There’s something admirable about The Cleaning Lady’s attempt to use the tools of genre to illuminate the plight of undocumented immigrants: "The show’s own self-belief may have the power to win over detractors," says Daniel D'Addario. "Yung is an appealing lead, and Thony’s complicated backstory — Cambodian by birth, she emigrated from the Philippines — may appeal to a segment of the audience that is too rarely seen onscreen. While much of the mob action in the series’ background lacks verve and pop, Yung sells the significant portions of the show she is asked to carry, in particular the actorly red meat of fear for a child in peril. If The Cleaning Lady helps open hearts, at least a little, towards the challenges faced by those who have struggled to enter this country, then its excesses and slips matter far less."
The Cleaning Lady is unbelievable, but its depiction of the fear of being deported resonates: "You probably won’t believe a minute of the heightened mob nonsense, but what rings true in The Cleaning Lady is its powerful depiction of the constant fear of arrest, deportation and separation in which illegals like Thony and her loved ones live. That’s a predicament worth dramatizing," says Matt Roush. "You’ll root for this defiant heroine as she puts her medical as well as cleaning skills to good use time and again — though I kept wanting to ask Thony if she had a cure for eye rolls."
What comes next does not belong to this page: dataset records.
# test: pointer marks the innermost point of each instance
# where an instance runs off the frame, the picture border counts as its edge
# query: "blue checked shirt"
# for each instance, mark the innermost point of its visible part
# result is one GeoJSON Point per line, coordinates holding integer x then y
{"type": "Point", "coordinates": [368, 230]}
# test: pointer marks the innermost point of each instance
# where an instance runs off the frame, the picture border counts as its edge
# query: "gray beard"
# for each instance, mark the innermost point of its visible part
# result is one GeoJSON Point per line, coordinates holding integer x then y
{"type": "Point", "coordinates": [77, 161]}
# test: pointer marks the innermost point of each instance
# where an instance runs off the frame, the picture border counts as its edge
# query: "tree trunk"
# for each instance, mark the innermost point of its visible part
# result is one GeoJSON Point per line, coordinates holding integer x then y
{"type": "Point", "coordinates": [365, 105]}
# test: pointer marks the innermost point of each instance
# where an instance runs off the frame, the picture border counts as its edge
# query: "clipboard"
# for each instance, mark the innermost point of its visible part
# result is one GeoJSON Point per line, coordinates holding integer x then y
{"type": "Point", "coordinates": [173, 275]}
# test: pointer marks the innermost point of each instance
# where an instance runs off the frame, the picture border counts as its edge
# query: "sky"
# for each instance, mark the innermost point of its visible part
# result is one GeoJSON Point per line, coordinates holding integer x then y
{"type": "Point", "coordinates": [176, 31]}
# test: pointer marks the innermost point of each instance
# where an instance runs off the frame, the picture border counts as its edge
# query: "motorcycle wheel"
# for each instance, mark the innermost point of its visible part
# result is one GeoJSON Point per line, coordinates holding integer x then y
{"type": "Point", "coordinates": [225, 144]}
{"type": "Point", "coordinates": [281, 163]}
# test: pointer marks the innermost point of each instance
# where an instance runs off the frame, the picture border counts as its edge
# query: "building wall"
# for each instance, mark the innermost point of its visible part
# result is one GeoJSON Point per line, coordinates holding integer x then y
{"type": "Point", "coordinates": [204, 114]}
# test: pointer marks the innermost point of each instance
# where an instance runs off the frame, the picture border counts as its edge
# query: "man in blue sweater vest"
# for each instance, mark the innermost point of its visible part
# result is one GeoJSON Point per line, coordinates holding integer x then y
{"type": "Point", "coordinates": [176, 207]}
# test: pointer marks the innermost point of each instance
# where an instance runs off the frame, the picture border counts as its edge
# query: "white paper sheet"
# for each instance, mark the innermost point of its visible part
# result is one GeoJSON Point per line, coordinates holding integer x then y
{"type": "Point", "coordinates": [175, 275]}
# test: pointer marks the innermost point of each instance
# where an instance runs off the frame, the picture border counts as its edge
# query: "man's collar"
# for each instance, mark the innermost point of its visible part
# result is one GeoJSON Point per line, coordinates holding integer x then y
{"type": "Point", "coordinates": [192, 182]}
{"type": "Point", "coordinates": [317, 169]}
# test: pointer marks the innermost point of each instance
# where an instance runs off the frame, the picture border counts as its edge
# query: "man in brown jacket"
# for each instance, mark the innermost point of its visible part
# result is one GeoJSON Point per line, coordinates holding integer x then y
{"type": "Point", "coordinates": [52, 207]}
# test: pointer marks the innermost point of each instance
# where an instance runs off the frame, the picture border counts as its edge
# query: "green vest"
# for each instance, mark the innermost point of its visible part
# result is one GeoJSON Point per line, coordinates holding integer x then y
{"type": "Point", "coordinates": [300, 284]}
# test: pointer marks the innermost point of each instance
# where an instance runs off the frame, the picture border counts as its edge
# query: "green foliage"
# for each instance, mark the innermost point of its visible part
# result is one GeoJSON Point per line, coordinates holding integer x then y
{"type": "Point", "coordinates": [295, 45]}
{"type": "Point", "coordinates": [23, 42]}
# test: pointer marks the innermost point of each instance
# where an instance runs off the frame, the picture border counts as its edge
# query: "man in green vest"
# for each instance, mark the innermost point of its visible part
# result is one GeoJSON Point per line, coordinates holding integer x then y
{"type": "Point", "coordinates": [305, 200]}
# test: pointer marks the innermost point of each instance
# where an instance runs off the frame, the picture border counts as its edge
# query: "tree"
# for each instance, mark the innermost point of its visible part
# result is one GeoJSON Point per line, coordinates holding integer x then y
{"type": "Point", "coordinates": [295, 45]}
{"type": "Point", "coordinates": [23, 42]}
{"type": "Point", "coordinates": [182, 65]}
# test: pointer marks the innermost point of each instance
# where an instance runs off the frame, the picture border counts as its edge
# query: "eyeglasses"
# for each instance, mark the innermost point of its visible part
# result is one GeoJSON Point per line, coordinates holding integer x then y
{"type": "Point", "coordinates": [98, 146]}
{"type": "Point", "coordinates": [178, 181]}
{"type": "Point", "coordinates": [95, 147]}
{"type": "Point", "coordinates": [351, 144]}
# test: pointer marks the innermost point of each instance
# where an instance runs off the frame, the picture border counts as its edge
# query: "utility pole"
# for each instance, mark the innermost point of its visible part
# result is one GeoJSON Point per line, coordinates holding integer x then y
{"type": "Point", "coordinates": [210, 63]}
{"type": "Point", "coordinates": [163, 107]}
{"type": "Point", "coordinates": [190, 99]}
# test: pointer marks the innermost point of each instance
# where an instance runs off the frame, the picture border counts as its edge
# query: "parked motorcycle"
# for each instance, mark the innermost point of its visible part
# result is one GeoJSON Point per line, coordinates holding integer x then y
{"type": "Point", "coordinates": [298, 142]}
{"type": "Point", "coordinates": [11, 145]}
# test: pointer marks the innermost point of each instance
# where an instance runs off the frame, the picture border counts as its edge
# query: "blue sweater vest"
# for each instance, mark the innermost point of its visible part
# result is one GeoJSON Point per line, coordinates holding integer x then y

The Cleaning Lady is one of those end-of-empire broadcast TV shows that tries to be everything: The Cleaning Lady is "cute as This Is Us, violent as FBI, some medicine for the Good Doctor crowd, yet another good girl breaking bad," says Darren Franich, adding: "Is The Cleaning Lady ridiculous? Yes, and not always in the good way. Sin City trash whiplashes with mawkish cute-kid sensitivity. Thony's son Luca (Sebastien and Valentino LaSalle) mainly exists to make parents cry once an episode. People keep describing Arman's nightclub as an amazing place full of decadent debauchery; we can see it looks like an 18-and-over soda dungeon with aerial dancers. Still, executive producer Miranda Kwok (who developed the series) and showrunner Melissa Carter have adapted an original Argentine series into a drama with decently complex cultural politics. There is a subplot about a DACA application (the lawyer costs a fortune). Arman's entanglement with Hayak's family revs up the underworld succession counter-plotting. Episode 5 delves into the horrors of an immigrant detention center."